The fact that Bengali resistance seems to have been easily crushed by the army makes it unlikely that anyone abroad is going to offer recognition to Bangla Desh. But guerrilla activity may get outside help, notably from India. On Wednesday the Indian Parliament unanimously passed a resolution, moved by Mrs. Gandhi, condemning the use of force in East Pakistan. There is pressure on Mrs. Gandhi to go further than this, West Bengalis have already offered arms and shelter to East Pakistani ‘freedom fighters”. But Mrs. Gandhi is alive to the dangers of overt, official support, she has warned Indians that ‘‘one wrong step or one wrong word may have an effect entirely different to what we all intend”. She should be cautious in her acts as her words. The Pakistani army would crack down the Bengalis all the harder if Indian involvement were suspected.

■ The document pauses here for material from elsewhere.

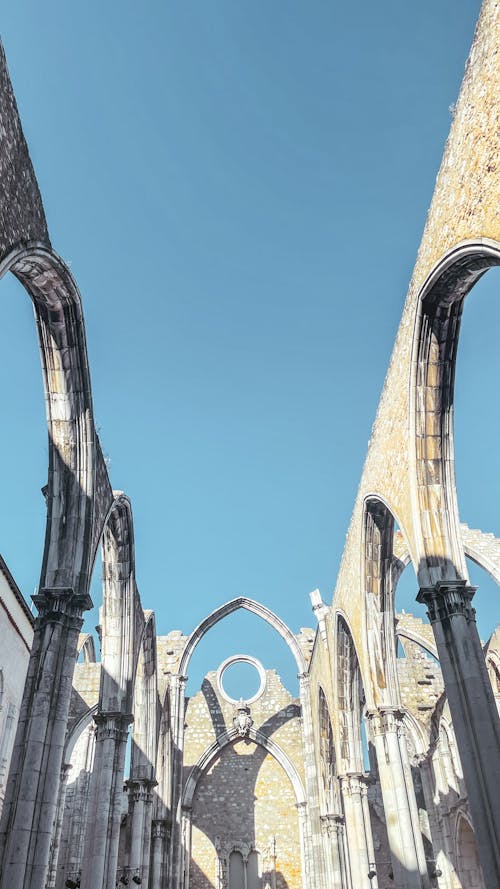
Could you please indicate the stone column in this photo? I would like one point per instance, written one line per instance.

No doubt Mrs. Gandhi also fears the long-term effects of guerrilla co-operation between East and West Bengal. If Maoist propaganda came to replace Hindu-Muslim mistrust, it could lay the foundations of a united Bengal, independent of India, too. But Mrs. Gandhi will find it hard to seal off India’s 900 mile border with East Pakistan; and unofficial Indian support would create the classic RECIPE for guerrilla success with East Pakistani guerrillas striking out of a safe Indian hinterland.
Not surprisingly, there has not been a word from Peking about the crisis. The Chinese must be having difficult times in making their minds up. On the one hand they have helped to equip the army and have supported it over Kashmir, a policy which has won them warm praise from West Pakistanis, and Mr. Bhutto in particular. The Chinese have close links with West Pakistan all weather road through the Himalayas has just been opened and they also have strategic interest in maintaining them, most favourable status in this area, where four nations meet. On the other hand, the Bengali revolt may develop into just the sort of “Liberation War” that Peking usually feels tempted to support. Of course, Maoists are going to play a large part in any guerrilla campaign in East Pakistan. But Chinese support for the Bengalis would mean support for a movement which wants closer relations with India and would jeopardise China’s special relationship with West Pakistan.

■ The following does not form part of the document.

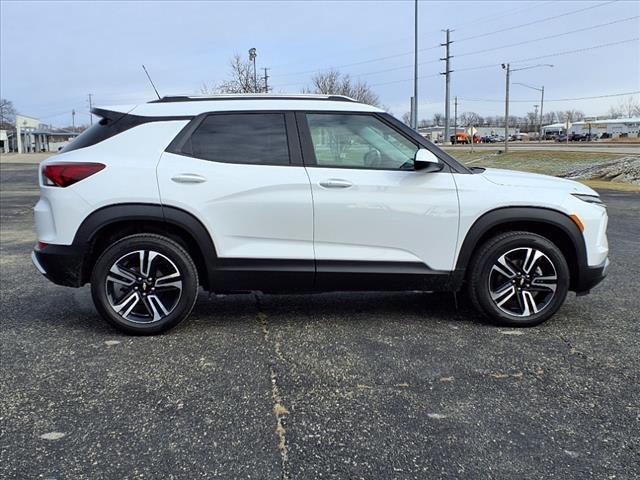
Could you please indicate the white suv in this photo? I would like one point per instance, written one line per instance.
(301, 194)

This is the time Peking had been confronted with such a startle choice between national and ideological interests. The Chinese would probably like to duck the whole dilemma by ignoring it; that will be difficult if a call for help come from the Bengalis. But at the moment outside help will only keep a bloody civil war dragging on. Foreign sympathisers with East Pakistan’s plight would be better advised to use such influence as they have in urging President Yahya to offer a resumption of the dialogue with Bengal before he finds himself fighting an insoluble guerrilla war.